What’s more, private equity owners are nothing if not financially disciplined, eager to put into effect high-return efficiencies that family owners might find distasteful, such as layoffs of excess staff, inventory reductions, sales of underperforming assets or other steps. Private ownership shields the company from the glare of the public markets, which is helpful if it is in the midst of a turnaround.

Pryor says Carlyle’s expertise in lean manufacturing, gained from its ownership of dozens of companies in aerospace and defense, automotive, energy and heavy industry, enabled it to reduce working capital tied up in inventory and improve operating cash flow at John Maneely. That, in turn, permitted Maneely to pay off 25% of its debt in the first six months as the company generated approximately 60% more cash than it committed to its lenders for that period. “There was a lot of money tied up in stuff that was not adding value,” he says, referring to raw material and finished goods.

Moreover, Maneely has been better able to attract top talent because of the Carlyle name, the opportunity of new incoming managers to earn equity and the larger business platform. The company, largely through acquisitions, has grown to $2.2 billion from $800 million at the time of the buyout in March 2006. Pryor points to the recent hire of Michael Mechley as vice president of procurement for Maneely operations. Mechley was previously manager of closed die forgings at General Electric Co.’s aircraft engine division in Cincinnati.

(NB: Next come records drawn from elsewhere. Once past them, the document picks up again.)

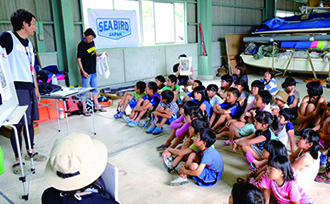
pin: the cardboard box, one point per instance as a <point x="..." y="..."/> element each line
<point x="6" y="131"/>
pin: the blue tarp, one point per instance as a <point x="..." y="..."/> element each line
<point x="315" y="21"/>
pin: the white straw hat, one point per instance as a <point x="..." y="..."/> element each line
<point x="75" y="162"/>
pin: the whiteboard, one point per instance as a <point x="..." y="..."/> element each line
<point x="9" y="99"/>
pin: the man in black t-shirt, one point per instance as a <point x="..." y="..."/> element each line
<point x="86" y="59"/>
<point x="182" y="80"/>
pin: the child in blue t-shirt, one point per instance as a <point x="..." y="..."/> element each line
<point x="205" y="166"/>
<point x="202" y="99"/>
<point x="150" y="102"/>
<point x="231" y="109"/>
<point x="256" y="141"/>
<point x="131" y="99"/>
<point x="167" y="110"/>
<point x="285" y="130"/>
<point x="190" y="95"/>
<point x="270" y="81"/>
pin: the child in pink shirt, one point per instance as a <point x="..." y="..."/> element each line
<point x="279" y="182"/>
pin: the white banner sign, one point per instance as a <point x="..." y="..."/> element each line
<point x="114" y="28"/>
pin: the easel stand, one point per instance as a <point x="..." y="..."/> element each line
<point x="13" y="120"/>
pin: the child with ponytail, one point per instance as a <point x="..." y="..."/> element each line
<point x="306" y="159"/>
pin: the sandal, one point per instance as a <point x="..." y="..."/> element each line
<point x="240" y="180"/>
<point x="36" y="157"/>
<point x="227" y="143"/>
<point x="252" y="167"/>
<point x="118" y="115"/>
<point x="249" y="157"/>
<point x="86" y="114"/>
<point x="100" y="110"/>
<point x="17" y="168"/>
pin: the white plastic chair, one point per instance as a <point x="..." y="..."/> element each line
<point x="109" y="181"/>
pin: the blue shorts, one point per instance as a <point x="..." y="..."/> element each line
<point x="170" y="120"/>
<point x="207" y="177"/>
<point x="183" y="81"/>
<point x="132" y="103"/>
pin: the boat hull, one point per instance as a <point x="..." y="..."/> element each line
<point x="299" y="65"/>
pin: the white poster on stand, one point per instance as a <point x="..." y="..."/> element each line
<point x="114" y="28"/>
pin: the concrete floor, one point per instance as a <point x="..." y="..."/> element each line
<point x="142" y="178"/>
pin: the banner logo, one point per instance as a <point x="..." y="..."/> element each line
<point x="113" y="28"/>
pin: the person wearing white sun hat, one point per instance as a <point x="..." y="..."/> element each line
<point x="75" y="163"/>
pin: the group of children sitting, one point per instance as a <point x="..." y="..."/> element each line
<point x="258" y="121"/>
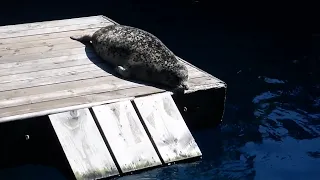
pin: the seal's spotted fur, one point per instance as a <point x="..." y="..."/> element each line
<point x="138" y="54"/>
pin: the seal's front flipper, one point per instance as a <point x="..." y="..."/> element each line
<point x="122" y="71"/>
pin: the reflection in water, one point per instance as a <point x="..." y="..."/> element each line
<point x="33" y="172"/>
<point x="271" y="126"/>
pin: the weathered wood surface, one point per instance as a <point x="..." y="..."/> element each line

Mechley confirms that he wouldn’t have been attracted to Maneely without Carlyle’s expertise and staying power. “With the Carlyle ownership, this will be a stronger company,” he says.

Smaller private equity owners say they add value as well. Denver-based Republic Financial Corp.—which in January acquired a controlling interest in Ohio-based Clinton Aluminum & Stainless Steel Sales—says it brings a different perspective to hiring decisions. For example, Clinton plans to hire a full-time purchasing manager for the first time. Previously, the purchasing representative also handled sales. “The sales guy wanted to buy as much as he could,” says Paul Morrison, managing director at Republic. “The [dedicated] purchasing person should be more disciplined and careful about over-buying.” With the sales person able to spend all of his time selling, Morrison expects benefits to be “in the millions.”

Morrison says Republic expects to help manage inventories more closely at Clinton to help avoid the wide swings that often plague the industry at times of shifting demand. “We'll move them down quickly if the market softens,” he says.

GROWING SKEPTICISM

Investor skepticism will likely slow private equity’s momentum, particularly if the metals industry enters a cyclical downturn. Moody’s recent report questions whether the higher returns provided to private equity are driven by stronger management teams or merely the use of leverage.

“Of concern to Moody’s is the willingness of private equity firms to issue special dividends despite commitments to reduce leverage, sometimes within 12 months of the transaction’s closing,” the rating service says in its report.

Pryor defends the use of dividends as merely another way to return money to investors, although he adds that Carlyle has not paid itself dividends from Maneely.

The use of borrowing is appropriate, he says, because lenders require companies to use excess cash to pay down debt rather than distribute it as dividends. So the only way to distribute dividends is to recapitalize the company and effectively pay out the accumulated cash at one time rather than distribute it over a longer period.

The beneficiaries in private equity buyouts aren’t fat cats, he asserts, but are often university endowments and large pension funds or other institutions that invest the savings of public employees and other working people.

“We’re not sitting here smoking cigars,” he says.